I have a model whose forward pass is as follows(pseudo code):

```
x = stem(x)
o1 = branch1(x)
o2 = branch2(x)
return o1, o2
```

I am using this for jointly training on two datasets as follows(pseudo code):

```
optimizer.zero_grad()
for (x1, y1), (x2, y2) in zip(data1, data2):
o1, _ = model(x1)
l1 = mseloss(o1, y1)
_, o2 = model(x2)
l2 = crossentropy(o2, y2)
total_loss = w1*l1 + w2*l2
total_loss.backward()
optimizer.step()
```

I have a common optimizer with different learning rates for the stem and the two branches.

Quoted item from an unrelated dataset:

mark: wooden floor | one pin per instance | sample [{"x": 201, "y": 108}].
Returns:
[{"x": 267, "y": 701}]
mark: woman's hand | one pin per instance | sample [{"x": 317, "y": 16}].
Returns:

This methodology should work according to 11648

But i tried changing the order of evaluation to as follows(pseudo code):

```
optimizer.zero_grad()
for (x1, y1), (x2, y2) in zip(data1, data2):
_, o2 = model(x2)
l2 = crossentropy(o2, y2)
o1, _ = model(x1)
l1 = mseloss(o1, y1)
total_loss = w1*l1 + w2*l2
total_loss.backward()
optimizer.step()
```

This led to different results than the previous version. Any idea why that might be happening?

P.S. All random seeds are fixed to maintain reproducibility across runs.